With #6 needles, and metallic eyelash yarn, cast on 18 stitches. Knit 4 rows. Cut metallic eyelash yarn.
Attach powder blue yarn, work in garter stitch (knit every row) for 24 rows.
Heel:
Knit 2 together, knit across to last 2 stitches, Knit 2 together.
Purl 2 together, purl across to last 2 stitches, Purl 2 together.
Knit 2 together, knit across to last 2 stitches, Knit 2 together. = 12 sts.
Knit 8 rows. Bind off in knit. Sew back seam.


----------



## Typsknits (Aug 6, 2011)

Elaine you have done it again just love the colours that you have used, cute outfit!


----------



## LadyBecket (Jun 26, 2012)

this is so sweet!! I can't wait to make this for my dolls!!


----------



## Daeanarah (May 7, 2012)

Nice I like the boots.


Here it is in pdf.

Happy Knitting

Rhyanna


----------



## sunway (Oct 31, 2011)

My gd got a nag doll for Christmas last year. I vowed to have a new wardrobe done for this Christmas. Alas, it is Oct. I also wanted to make something that matched for both so them, any other quick and easy patterns?


----------



## peacefulknitter (Mar 30, 2013)

This is adorable, love it!


----------



## kippyfure (Apr 9, 2011)

Thanks again!! Iove the yarns you chose for this project.


----------



## fibermcgivver (Dec 18, 2012)

A beautiful, complete outfit with the AG doll good to go! You have so many great outfits, I just don't know where to start! You are so thoughtful to share your talents with all of us!


----------



## Davena (Feb 24, 2013)

A big THANKS for your pdf. file. As much as I look forward to the new AG outfits Elaine designs, I love your format you supply for us..... Great Job, you women are one of many of the great KPRS on this site....Happy Crafting....Davena


----------



## Pegshobby (Dec 11, 2012)

Great outfits again, Elaine, thanks. I have a queryI hope you can help me with. What size needle, in U.K. sizing is equivalent to your size 6. I went on to Google but did not find it very helpful. Thanks again for all your help.


----------



## Ladyfingers (Jan 26, 2011)

I think the US #6 needle is also 4.0 mm.


----------



## Myrle (Mar 15, 2012)

Not sure what an AG doll is? 
can you tell me its length ? I need to make clothes for a doll to give to charity, Thank you for the pattern - looks lovely.


----------



## Daeanarah (May 7, 2012)

http://www.purplekittyyarns.com/info/knitting-needle-conversion.html

KNITTING NEEDLE CONVERSION
Metric (mm)	US	UK/Canada

4.0 6 8
4.5 7 7
5.0 8 6
5.5 9 5
6.0 10 4
6.5 10 1/2 3
7.0 - 2
7.5 - 1


----------



## Daeanarah (May 7, 2012)

Val
The American Girl Doll is an 18 inch Doll, its comparable are the Springfield Dolls by Fibrecraft. And if you get coupon you can use it at Joann's to get a Springfield doll which is also 18 inches

Happy Knitting

Rhyanna


----------



## phyllisjmorgan (Sep 5, 2013)

Elaine you are such a talented person. Each of your patterns are terrifif and I la=ove the yarns and colors you chose. thanks for sharing. phyllis morgan


----------



## Ladyfingers (Jan 26, 2011)

If you want the actual measurements for the AG doll, go up to "Search", type "AG doll measurements", and click the Search box again.

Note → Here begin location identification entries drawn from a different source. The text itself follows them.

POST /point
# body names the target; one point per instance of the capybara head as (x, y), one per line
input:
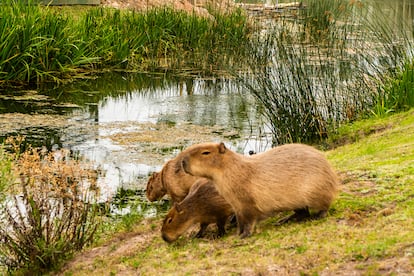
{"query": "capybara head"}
(175, 223)
(155, 189)
(199, 156)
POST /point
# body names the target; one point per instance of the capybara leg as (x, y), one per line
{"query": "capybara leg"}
(233, 221)
(321, 214)
(203, 228)
(246, 224)
(220, 227)
(300, 214)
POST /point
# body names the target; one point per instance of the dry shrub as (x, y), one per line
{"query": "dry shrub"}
(49, 213)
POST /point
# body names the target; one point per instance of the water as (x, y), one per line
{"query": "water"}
(130, 125)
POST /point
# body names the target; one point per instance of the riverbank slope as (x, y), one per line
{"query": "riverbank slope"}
(369, 229)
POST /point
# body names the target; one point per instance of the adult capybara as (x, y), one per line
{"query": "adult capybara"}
(202, 205)
(171, 180)
(289, 177)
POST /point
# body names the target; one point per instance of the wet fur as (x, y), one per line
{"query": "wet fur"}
(202, 205)
(289, 177)
(171, 180)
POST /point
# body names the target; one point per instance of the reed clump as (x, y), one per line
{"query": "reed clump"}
(40, 43)
(333, 63)
(49, 213)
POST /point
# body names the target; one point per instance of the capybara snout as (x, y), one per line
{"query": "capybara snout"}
(203, 205)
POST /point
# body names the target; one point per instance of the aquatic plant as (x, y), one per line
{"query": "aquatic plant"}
(47, 44)
(50, 212)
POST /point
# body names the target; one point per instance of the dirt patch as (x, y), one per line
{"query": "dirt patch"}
(120, 246)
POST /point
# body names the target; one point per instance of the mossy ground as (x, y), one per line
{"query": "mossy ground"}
(368, 231)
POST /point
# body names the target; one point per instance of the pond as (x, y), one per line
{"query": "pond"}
(130, 125)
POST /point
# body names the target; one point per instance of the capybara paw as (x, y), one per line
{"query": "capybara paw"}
(245, 234)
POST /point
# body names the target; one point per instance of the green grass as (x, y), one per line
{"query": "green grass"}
(49, 44)
(368, 231)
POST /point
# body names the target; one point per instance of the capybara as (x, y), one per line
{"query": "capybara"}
(202, 205)
(293, 177)
(171, 180)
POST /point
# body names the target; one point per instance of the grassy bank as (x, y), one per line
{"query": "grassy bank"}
(369, 229)
(41, 44)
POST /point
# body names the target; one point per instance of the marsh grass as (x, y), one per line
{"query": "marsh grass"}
(336, 62)
(47, 44)
(50, 212)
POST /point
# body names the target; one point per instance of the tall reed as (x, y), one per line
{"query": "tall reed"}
(322, 68)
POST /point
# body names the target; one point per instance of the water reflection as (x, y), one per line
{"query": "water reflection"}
(119, 104)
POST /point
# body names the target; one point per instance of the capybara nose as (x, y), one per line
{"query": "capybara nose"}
(184, 164)
(166, 238)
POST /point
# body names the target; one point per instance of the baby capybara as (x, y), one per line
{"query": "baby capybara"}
(171, 180)
(202, 205)
(293, 177)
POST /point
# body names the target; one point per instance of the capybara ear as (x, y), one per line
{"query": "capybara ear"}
(222, 148)
(177, 207)
(177, 167)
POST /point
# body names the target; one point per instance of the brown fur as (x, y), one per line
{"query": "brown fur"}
(202, 205)
(171, 180)
(289, 177)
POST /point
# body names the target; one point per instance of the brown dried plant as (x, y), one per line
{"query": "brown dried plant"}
(50, 212)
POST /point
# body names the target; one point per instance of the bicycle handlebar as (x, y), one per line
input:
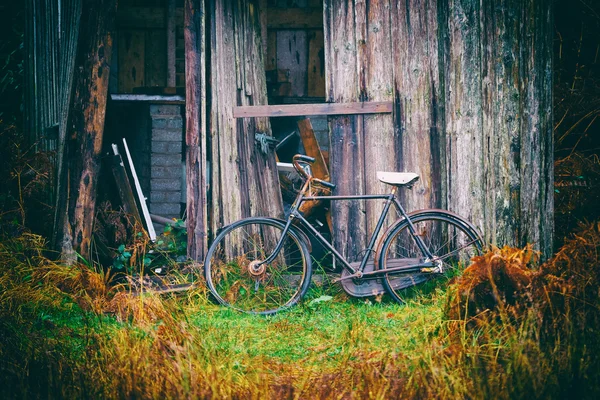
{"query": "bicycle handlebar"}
(298, 158)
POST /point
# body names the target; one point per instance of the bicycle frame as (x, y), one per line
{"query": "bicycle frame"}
(356, 272)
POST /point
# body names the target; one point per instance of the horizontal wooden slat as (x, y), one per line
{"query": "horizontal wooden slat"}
(158, 99)
(294, 18)
(145, 17)
(296, 110)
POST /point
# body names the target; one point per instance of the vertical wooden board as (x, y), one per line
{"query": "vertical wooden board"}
(271, 58)
(155, 62)
(464, 111)
(195, 139)
(316, 64)
(536, 152)
(292, 55)
(347, 144)
(131, 60)
(418, 100)
(501, 105)
(244, 180)
(380, 150)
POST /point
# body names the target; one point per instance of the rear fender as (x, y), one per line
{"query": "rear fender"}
(413, 214)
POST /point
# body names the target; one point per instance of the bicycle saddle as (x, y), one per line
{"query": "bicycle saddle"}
(398, 178)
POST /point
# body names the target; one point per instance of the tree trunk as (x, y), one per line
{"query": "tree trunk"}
(497, 67)
(81, 159)
(195, 128)
(244, 179)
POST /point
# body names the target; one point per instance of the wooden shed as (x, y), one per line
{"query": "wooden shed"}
(458, 91)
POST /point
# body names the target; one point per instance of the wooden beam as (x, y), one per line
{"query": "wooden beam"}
(145, 17)
(295, 18)
(297, 110)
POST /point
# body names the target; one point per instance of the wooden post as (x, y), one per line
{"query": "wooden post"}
(472, 111)
(244, 180)
(358, 52)
(171, 45)
(195, 127)
(498, 119)
(418, 113)
(85, 129)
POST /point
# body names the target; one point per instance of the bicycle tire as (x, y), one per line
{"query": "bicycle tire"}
(271, 288)
(447, 236)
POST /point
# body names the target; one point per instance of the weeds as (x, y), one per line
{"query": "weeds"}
(68, 332)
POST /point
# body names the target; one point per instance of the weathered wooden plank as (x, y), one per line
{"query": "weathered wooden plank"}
(155, 63)
(292, 56)
(170, 23)
(136, 17)
(347, 163)
(131, 60)
(271, 58)
(195, 128)
(311, 148)
(294, 110)
(124, 186)
(464, 140)
(316, 64)
(374, 64)
(295, 18)
(86, 123)
(418, 93)
(244, 180)
(537, 145)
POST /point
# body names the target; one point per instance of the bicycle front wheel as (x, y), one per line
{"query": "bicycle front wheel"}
(238, 278)
(451, 241)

Then click on the first few titles to find a website with AG doll measurements, plus many other doll measurements.

It's very useful information.


----------



## Grammie Cheryl Ann (Aug 21, 2013)

Thank-you so much for all of the American Doll patterns. My GD just received one for her B-day this year, so G-ma has been busy making extra items for her to have fun dressing her doll in. Your creations are great.


----------



## LinJurm (Aug 4, 2011)

Love it - especially the purse. Thanks for sharing.


----------



## Hannelore (Oct 26, 2011)

Mini skirt is right. Just love the boots. Thank you for sharing your pattern with us all. :thumbup:


----------



## Myrle (Mar 15, 2012)

Ladyfingers said:


> If you want the actual measurements for the AG doll, go up to "Search", type "AG doll measurements", and click the Search box again.
> 
> Then click on the first few titles to find a website with AG doll measurements, plus many other doll measurements.
> 
> It's very useful information.


Thank you so much.


----------



## Pennypincher (May 7, 2011)

Thank you, Elaine and Rhyanna for anther cute outfit and the PDF. You are both so helpful for all the grandmas who have AG dolls to knit for--especially with Christmas coming. Now we know why we hadn't herd from Elaine for so long; she was busy knitting and designing all these cute clothes.


----------



## Daeanarah (May 7, 2012)

Hi Penny

You are welcome to the pdf patterns. There is also another one that Elaine just posted that I added to the Ladyfingers - Elaine's Doll Patterns.
American Girl Peplum Top and Pants


----------



## Pennypincher (May 7, 2011)

Daeanarah said:


> Hi Penny
> 
> You are welcome to the pdf patterns. There is also another one that Elaine just posted that I added to the Ladyfingers - Elaine's Doll Patterns.
> American Girl Peplum Top and Pants


Thank you for the new PDF and to Elaine for the pattern. You both are so generous to share with all of us on here.


----------



## Daeanarah (May 7, 2012)

Hi Penny

You are welcome.

Happy Knitting.

Rhyanna


----------



## RoseGus (Feb 7, 2018)

I knitted the boots but can not figure out how to sew them so they look like boots. Sorry new knitters and sometimes have trouble reading patterns


----------



## Nanamel14 (Aug 4, 2016)

Thanks for sharing ☺


----------